A delightful botanical style cross stitch of a Foxglove and also part of our botanical range.

Image of completed Foxglove cross stitch kit

Foxglove

From an original watercolour by Jane Gordon Foxgloves are a lovely summer flower found in the countryside and are also a popular garden flower.

Foxglove cross stitch kit

Design size: 12.5 ins x 10.5 ins

Kit contents: 14 count Aida, DMC stranded cotton, needle, chart, instructions and thread organiser

 

Kit & P+P



Foxglove

Digitalis purpurea

This attractive plant with it’s deep pink flowers and soft green leaves just had to be made into our Foxglove cross stitch Kit, it was a pleasure to design and stitch.

The foxglove is a well known and popular plant found across Britain both in gardens and in the wild.  There is a wide variety of cultivars for the garden, but the wild foxglove tends to have a spike of deep pink to purple flowers which can grow to a height of 2m.  It flowers from June to September.

It is a plant popular with bees, the bright colour of the flowers and the spotted lip attract the bees.  The bees are able to land on the lower lip and push into the tube of the flower, this process means that they cover themselves in pollen which is then transferred to another plant.

The foxglove is a medicinally important plant, the leaves known as digitalis contain several cardiac glycosides, these are used to make important cardiac medicines used to regulate the heart rate.  The foxglove is grown commercially as a field crop but not in Britain, our supplies are imported.
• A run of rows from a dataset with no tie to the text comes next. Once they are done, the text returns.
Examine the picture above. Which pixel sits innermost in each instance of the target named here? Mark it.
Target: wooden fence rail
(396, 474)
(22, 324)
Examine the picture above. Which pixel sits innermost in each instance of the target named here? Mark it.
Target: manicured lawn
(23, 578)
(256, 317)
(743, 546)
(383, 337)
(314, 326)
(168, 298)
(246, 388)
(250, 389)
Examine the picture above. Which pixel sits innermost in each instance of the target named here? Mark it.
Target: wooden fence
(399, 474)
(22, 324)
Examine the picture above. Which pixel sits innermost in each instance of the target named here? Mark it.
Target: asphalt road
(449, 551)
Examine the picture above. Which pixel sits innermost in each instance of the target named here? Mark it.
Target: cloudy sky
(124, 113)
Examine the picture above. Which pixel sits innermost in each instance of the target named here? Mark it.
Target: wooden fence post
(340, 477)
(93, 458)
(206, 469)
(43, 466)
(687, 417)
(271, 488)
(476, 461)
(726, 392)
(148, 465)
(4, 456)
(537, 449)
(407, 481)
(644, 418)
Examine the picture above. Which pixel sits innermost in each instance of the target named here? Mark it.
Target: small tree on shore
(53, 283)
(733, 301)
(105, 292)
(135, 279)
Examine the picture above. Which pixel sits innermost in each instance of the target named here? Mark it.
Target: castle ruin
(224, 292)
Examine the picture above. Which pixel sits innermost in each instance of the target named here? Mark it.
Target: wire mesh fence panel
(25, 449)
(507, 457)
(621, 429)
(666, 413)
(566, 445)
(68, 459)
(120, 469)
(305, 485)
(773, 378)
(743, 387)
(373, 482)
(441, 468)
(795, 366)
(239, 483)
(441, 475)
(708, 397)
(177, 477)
Other uses for the foxglove were an infusion of the leaves to treat colds, fevers and catarrh and compresses used for bruises, swellings and ulcers.  A common past use, discovered by William Withering in the 1770s was for the treatment of ‘dropsy’ (accumulation of fluid in the tissues).  This led to widespread use of the plant in medicine often successfully but sometimes with fatal results.

All parts of the Foxglove plant are poisonous, the flowers are the least so, but ingestion of these can cause upset stomach – do not eat it!